Miao Xie Oct. 28, 2014, 2 a.m. UTC | #4
On Mon, 27 Oct 2014 13:44:22 +0000, Filipe David Manana wrote:
> On Mon, Oct 27, 2014 at 12:11 PM, Filipe David Manana
> <fdmanana@gmail.com> wrote:
>> On Mon, Oct 27, 2014 at 11:08 AM, Miao Xie <miaox@cn.fujitsu.com> wrote:
>>> On Mon, 27 Oct 2014 09:19:52 +0000, Filipe Manana wrote:
>>>> We have a race that can lead us to miss skinny extent items in the function
>>>> btrfs_lookup_extent_info() when the skinny metadata feature is enabled.
>>>> So basically the sequence of steps is:
>>>>
>>>> 1) We search in the extent tree for the skinny extent, which returns > 0
>>>>    (not found);
>>>>
>>>> 2) We check the previous item in the returned leaf for a non-skinny extent,
>>>>    and we don't find it;
>>>>
>>>> 3) Because we didn't find the non-skinny extent in step 2), we release our
>>>>    path to search the extent tree again, but this time for a non-skinny
>>>>    extent key;
>>>>
>>>> 4) Right after we released our path in step 3), a skinny extent was inserted
>>>>    in the extent tree (delayed refs were run) - our second extent tree search
>>>>    will miss it, because it's not looking for a skinny extent;
>>>>
>>>> 5) After the second search returned (with ret > 0), we look for any delayed
>>>>    ref for our extent's bytenr (and we do it while holding a read lock on the
>>>>    leaf), but we won't find any, as such delayed ref had just run and completed
>>>>    after we released out path in step 3) before doing the second search.
>>>>
>>>> Fix this by removing completely the path release and re-search logic. This is
>>>> safe, because if we seach for a metadata item and we don't find it, we have the
>>>> guarantee that the returned leaf is the one where the item would be inserted,
>>>> and so path->slots[0] > 0 and path->slots[0] - 1 must be the slot where the
>>>> non-skinny extent item is if it exists. The only case where path->slots[0] is
>>>
>>> I think this analysis is wrong if there are some independent shared ref metadata for
>>> a tree block, just like:
>>> +------------------------+-------------+-------------+
>>> | tree block extent item | shared ref1 | shared ref2 |
>>> +------------------------+-------------+-------------+
> 
> Trying to guess what's in your mind.
> 
> Is the concern that if after a non-skinny extent item we have
> non-inlined references, the assumption that path->slots[0] - 1 points
> to the extent item would be wrong when searching for a skinny extent?
> 
> That wouldn't be the case because BTRFS_EXTENT_ITEM_KEY == 168 and
> BTRFS_METADATA_ITEM_KEY == 169, with BTRFS_SHARED_BLOCK_REF_KEY ==
> 182. So in the presence of such non-inlined shared tree block
> reference items, searching for a skinny extent item leaves us at a
> slot that points to the first non-inlined ref (regardless of its type,
> since they're all > 169), and therefore path->slots[0] - 1 is the
> non-skinny extent item.

You are right. I forget to check the value of key type. Sorry.

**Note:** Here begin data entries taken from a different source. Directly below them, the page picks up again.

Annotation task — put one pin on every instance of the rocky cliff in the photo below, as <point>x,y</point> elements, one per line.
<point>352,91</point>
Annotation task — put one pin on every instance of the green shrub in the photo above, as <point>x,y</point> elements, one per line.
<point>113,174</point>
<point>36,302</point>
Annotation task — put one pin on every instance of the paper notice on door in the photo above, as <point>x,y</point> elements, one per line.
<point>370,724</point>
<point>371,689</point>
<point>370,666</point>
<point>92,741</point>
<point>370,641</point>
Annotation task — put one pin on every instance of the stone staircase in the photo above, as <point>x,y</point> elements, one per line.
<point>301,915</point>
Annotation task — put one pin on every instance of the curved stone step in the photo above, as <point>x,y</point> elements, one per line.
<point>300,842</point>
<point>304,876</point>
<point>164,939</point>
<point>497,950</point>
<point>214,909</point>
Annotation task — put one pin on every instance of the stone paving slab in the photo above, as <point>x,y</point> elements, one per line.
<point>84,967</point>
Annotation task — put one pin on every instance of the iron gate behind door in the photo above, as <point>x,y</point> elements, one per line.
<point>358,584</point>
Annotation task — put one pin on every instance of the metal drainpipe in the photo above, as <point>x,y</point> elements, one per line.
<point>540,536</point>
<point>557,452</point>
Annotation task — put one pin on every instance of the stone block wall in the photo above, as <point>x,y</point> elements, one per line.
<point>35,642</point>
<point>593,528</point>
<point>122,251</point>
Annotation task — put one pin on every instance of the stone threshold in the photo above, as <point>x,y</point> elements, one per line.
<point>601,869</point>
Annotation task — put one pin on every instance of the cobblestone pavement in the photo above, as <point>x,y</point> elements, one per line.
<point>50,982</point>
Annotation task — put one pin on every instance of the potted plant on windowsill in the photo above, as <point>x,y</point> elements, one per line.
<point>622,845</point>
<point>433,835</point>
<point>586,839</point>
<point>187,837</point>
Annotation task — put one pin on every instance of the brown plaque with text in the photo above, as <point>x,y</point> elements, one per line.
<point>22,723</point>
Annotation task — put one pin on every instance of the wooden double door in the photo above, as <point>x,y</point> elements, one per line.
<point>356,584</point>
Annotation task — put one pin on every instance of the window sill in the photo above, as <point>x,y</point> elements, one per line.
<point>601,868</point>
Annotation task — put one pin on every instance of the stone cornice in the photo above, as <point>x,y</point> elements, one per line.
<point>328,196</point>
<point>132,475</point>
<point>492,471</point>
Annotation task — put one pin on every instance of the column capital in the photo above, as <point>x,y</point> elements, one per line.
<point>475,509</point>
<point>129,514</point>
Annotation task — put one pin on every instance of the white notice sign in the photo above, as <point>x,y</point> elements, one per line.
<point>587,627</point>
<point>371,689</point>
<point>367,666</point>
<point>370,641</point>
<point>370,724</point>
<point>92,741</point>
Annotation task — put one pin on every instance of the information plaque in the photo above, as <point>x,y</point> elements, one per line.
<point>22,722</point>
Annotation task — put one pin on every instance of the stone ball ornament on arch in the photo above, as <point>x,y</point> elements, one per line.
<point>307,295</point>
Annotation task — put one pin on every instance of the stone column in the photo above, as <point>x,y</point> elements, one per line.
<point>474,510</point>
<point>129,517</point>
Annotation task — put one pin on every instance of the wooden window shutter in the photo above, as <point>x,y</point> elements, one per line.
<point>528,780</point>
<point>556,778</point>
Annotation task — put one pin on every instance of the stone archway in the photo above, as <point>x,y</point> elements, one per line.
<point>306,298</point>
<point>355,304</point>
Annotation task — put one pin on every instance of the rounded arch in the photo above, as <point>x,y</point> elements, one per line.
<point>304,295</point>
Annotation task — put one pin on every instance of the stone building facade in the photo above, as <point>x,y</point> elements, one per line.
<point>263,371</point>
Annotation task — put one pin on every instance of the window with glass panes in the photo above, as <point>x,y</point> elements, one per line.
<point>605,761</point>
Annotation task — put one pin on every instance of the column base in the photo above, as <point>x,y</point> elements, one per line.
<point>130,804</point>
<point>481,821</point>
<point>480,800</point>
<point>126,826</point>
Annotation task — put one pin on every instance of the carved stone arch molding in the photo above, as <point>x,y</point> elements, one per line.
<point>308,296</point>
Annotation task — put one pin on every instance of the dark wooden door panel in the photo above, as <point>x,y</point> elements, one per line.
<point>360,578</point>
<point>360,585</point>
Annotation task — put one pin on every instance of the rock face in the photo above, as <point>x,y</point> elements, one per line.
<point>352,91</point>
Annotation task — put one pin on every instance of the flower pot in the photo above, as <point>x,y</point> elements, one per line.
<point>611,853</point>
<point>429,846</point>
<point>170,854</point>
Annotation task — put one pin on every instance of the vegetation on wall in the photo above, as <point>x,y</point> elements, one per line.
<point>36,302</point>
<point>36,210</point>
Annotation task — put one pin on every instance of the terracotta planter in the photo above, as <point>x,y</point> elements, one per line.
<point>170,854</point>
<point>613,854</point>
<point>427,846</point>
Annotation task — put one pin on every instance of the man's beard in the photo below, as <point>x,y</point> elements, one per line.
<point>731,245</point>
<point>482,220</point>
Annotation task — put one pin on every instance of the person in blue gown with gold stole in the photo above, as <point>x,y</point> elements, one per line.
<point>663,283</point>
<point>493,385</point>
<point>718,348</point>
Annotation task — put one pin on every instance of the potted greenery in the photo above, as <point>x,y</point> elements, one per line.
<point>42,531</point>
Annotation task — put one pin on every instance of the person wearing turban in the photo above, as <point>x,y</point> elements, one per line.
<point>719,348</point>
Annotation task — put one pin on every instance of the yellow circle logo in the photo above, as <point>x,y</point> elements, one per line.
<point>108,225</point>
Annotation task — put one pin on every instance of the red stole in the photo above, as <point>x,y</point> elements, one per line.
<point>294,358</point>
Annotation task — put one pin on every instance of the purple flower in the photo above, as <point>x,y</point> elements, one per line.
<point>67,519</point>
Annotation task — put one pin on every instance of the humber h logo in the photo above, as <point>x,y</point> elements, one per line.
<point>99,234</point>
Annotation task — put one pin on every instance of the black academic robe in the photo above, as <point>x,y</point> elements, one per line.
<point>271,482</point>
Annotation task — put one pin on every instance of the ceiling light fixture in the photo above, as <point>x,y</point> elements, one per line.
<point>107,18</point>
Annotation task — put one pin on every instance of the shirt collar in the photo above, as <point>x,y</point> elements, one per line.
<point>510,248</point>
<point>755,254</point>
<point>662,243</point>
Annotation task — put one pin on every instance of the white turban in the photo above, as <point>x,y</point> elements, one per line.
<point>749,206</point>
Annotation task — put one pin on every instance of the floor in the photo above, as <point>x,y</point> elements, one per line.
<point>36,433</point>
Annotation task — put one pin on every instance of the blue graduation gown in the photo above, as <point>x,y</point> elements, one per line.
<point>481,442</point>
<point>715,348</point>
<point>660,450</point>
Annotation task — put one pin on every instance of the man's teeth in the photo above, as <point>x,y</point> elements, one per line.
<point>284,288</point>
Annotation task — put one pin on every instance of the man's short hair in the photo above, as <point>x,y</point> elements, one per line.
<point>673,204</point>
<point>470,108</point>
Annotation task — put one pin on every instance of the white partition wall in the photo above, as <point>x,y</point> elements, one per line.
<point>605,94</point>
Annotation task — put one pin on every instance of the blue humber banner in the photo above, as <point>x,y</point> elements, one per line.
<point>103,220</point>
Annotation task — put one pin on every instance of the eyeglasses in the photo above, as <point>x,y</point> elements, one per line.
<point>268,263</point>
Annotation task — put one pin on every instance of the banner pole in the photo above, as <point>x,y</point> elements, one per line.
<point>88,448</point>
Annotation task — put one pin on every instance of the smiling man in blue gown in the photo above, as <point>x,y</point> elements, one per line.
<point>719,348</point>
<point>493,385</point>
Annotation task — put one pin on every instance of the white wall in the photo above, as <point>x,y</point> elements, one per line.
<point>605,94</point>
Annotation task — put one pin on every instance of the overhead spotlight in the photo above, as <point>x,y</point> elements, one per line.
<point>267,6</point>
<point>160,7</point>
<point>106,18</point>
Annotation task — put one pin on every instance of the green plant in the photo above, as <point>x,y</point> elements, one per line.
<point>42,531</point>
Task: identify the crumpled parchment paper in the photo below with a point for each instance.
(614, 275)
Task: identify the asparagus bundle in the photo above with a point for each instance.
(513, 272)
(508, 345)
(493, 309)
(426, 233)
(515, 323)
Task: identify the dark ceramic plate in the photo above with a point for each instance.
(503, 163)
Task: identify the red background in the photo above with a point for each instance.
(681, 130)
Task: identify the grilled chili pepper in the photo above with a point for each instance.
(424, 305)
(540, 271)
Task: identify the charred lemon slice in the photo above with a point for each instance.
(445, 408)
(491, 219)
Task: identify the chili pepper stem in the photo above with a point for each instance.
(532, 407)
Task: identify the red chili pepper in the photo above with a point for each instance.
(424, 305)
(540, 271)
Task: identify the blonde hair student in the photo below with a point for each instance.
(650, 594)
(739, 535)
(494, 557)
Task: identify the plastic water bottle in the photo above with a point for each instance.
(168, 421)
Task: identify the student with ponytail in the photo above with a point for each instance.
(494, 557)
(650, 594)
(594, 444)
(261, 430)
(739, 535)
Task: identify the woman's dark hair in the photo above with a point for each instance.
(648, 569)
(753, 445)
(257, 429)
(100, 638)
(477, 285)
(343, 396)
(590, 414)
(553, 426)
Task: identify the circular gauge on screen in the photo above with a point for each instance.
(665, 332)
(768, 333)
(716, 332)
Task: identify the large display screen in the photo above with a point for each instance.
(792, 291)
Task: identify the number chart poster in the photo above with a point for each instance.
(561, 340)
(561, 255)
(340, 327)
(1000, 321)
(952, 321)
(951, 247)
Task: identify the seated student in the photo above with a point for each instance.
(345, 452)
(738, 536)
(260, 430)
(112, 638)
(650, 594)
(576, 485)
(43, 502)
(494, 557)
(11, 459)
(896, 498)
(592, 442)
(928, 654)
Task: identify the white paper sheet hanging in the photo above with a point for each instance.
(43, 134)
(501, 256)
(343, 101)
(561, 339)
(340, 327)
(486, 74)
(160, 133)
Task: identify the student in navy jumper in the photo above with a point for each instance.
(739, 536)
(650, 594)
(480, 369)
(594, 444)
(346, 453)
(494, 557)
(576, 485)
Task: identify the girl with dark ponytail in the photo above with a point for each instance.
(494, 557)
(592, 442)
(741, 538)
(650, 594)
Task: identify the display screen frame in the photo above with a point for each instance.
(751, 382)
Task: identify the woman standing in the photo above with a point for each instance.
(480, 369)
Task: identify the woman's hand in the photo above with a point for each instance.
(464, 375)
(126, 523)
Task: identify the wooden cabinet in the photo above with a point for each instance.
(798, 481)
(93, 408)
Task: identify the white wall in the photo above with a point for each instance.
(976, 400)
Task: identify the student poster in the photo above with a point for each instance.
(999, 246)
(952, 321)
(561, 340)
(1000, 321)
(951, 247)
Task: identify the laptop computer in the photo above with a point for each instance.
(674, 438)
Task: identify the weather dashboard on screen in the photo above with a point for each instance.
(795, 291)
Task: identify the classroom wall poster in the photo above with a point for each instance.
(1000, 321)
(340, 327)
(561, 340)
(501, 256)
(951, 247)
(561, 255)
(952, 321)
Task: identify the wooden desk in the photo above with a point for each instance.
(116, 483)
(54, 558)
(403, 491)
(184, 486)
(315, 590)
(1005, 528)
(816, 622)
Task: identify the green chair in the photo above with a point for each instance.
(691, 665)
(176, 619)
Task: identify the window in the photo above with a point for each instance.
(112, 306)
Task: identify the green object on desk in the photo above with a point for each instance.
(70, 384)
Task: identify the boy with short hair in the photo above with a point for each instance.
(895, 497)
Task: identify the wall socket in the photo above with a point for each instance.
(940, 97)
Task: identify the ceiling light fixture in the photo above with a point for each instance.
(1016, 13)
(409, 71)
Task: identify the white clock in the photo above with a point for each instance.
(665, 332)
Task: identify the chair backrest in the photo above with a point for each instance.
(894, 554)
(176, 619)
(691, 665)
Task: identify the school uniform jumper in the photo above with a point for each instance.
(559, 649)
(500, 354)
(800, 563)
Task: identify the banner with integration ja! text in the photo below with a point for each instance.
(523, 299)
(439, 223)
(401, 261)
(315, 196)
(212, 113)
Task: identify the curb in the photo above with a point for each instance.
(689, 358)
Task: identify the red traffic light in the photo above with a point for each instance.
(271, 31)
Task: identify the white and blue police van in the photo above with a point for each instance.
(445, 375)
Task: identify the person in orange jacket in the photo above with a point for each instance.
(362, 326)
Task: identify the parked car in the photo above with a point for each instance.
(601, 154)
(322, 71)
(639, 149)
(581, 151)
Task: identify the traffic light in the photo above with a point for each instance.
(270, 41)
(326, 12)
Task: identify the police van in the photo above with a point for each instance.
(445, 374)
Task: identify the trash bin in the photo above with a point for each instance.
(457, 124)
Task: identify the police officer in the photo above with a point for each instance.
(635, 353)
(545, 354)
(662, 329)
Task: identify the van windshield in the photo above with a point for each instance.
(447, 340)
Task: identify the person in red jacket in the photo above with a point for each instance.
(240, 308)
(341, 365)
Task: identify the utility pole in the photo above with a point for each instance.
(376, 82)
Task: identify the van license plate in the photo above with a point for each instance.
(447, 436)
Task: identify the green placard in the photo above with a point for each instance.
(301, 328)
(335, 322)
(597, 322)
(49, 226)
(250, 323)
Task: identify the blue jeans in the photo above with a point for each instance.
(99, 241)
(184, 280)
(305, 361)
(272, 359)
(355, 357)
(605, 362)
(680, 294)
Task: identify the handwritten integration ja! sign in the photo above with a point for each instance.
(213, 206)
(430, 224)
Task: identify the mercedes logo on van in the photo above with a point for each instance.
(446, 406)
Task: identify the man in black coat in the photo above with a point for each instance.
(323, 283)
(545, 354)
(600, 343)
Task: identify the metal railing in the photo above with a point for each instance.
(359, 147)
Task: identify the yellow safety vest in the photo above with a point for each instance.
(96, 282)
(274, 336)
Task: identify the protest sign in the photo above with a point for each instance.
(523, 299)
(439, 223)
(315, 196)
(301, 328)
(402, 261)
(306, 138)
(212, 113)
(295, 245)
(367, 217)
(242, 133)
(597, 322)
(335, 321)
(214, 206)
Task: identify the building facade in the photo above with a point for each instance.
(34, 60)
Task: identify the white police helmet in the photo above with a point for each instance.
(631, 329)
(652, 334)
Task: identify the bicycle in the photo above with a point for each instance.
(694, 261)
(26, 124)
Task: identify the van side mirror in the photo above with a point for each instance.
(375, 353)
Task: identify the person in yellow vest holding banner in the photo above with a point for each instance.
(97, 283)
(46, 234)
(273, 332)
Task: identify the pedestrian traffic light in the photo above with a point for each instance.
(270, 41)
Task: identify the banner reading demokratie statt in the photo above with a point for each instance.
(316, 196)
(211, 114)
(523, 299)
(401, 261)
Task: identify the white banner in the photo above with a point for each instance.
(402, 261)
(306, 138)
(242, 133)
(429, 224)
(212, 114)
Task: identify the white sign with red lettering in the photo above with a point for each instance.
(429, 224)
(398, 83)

This patch seems good for me.

Reviewed-by: Miao Xie <miaox@cn.fujitsu.com>

> 
> thanks.
> 
>>
>> Why does that matters? Can you elaborate why it's not correct?
>>
>> We're looking for the extent item only in btrfs_lookup_extent_info(),
>> and running a delayed ref, independently of being inlined/shared, it
>> implies inserting a new extent item or updating an existing extent
>> item (updating ref count).
>>
>> thanks
>>
>>>
>>> Thanks
>>> Miao
>>>
>>>> zero is when there are no smaller keys in the tree (i.e. no left siblings for
>>>> our leaf), in which case the re-search logic isn't needed as well.
>>>>
>>>> This race has been present since the introduction of skinny metadata (change
>>>> 3173a18f70554fe7880bb2d85c7da566e364eb3c).
>>>>
>>>> Signed-off-by: Filipe Manana <fdmanana@suse.com>
>>>> ---
>>>>  fs/btrfs/extent-tree.c | 8 --------
>>>>  1 file changed, 8 deletions(-)
>>>>
>>>> diff --git a/fs/btrfs/extent-tree.c b/fs/btrfs/extent-tree.c
>>>> index 9141b2b..2cedd06 100644
>>>> --- a/fs/btrfs/extent-tree.c
>>>> +++ b/fs/btrfs/extent-tree.c
>>>> @@ -780,7 +780,6 @@ search_again:
>>>>       else
>>>>               key.type = BTRFS_EXTENT_ITEM_KEY;
>>>>
>>>> -again:
>>>>       ret = btrfs_search_slot(trans, root->fs_info->extent_root,
>>>>                               &key, path, 0, 0);
>>>>       if (ret < 0)
>>>> @@ -796,13 +795,6 @@ again:
>>>>                           key.offset == root->nodesize)
>>>>                               ret = 0;
>>>>               }
>>>> -             if (ret) {
>>>> -                     key.objectid = bytenr;
>>>> -                     key.type = BTRFS_EXTENT_ITEM_KEY;
>>>> -                     key.offset = root->nodesize;
>>>> -                     btrfs_release_path(path);
>>>> -                     goto again;
>>>> -             }
>>>>       }
>>>>
>>>>       if (ret == 0) {
>>>>
>>>
>>> --
>>> To unsubscribe from this list: send the line "unsubscribe linux-btrfs" in
>>> the body of a message to majordomo@vger.kernel.org
>>> More majordomo info at  http://vger.kernel.org/majordomo-info.html
>>
>>
>>
>> --
>> Filipe David Manana,
>>
>> "Reasonable men adapt themselves to the world.
>>  Unreasonable men adapt the world to themselves.
>>  That's why all progress depends on unreasonable men."
> 
> 
> 

--
To unsubscribe from this list: send the line "unsubscribe linux-btrfs" in
the body of a message to majordomo@vger.kernel.org
More majordomo info at  http://vger.kernel.org/majordomo-info.html
diff mbox

Patch

diff --git a/fs/btrfs/extent-tree.c b/fs/btrfs/extent-tree.c
index 9141b2b..2cedd06 100644
--- a/fs/btrfs/extent-tree.c
+++ b/fs/btrfs/extent-tree.c
@@ -780,7 +780,6 @@  search_again:
 	else
 		key.type = BTRFS_EXTENT_ITEM_KEY;
 
-again:
 	ret = btrfs_search_slot(trans, root->fs_info->extent_root,
 				&key, path, 0, 0);
 	if (ret < 0)
@@ -796,13 +795,6 @@  again:
 			    key.offset == root->nodesize)
 				ret = 0;
 		}
-		if (ret) {
-			key.objectid = bytenr;
-			key.type = BTRFS_EXTENT_ITEM_KEY;
-			key.offset = root->nodesize;
-			btrfs_release_path(path);
-			goto again;
-		}
 	}
 
 	if (ret == 0) {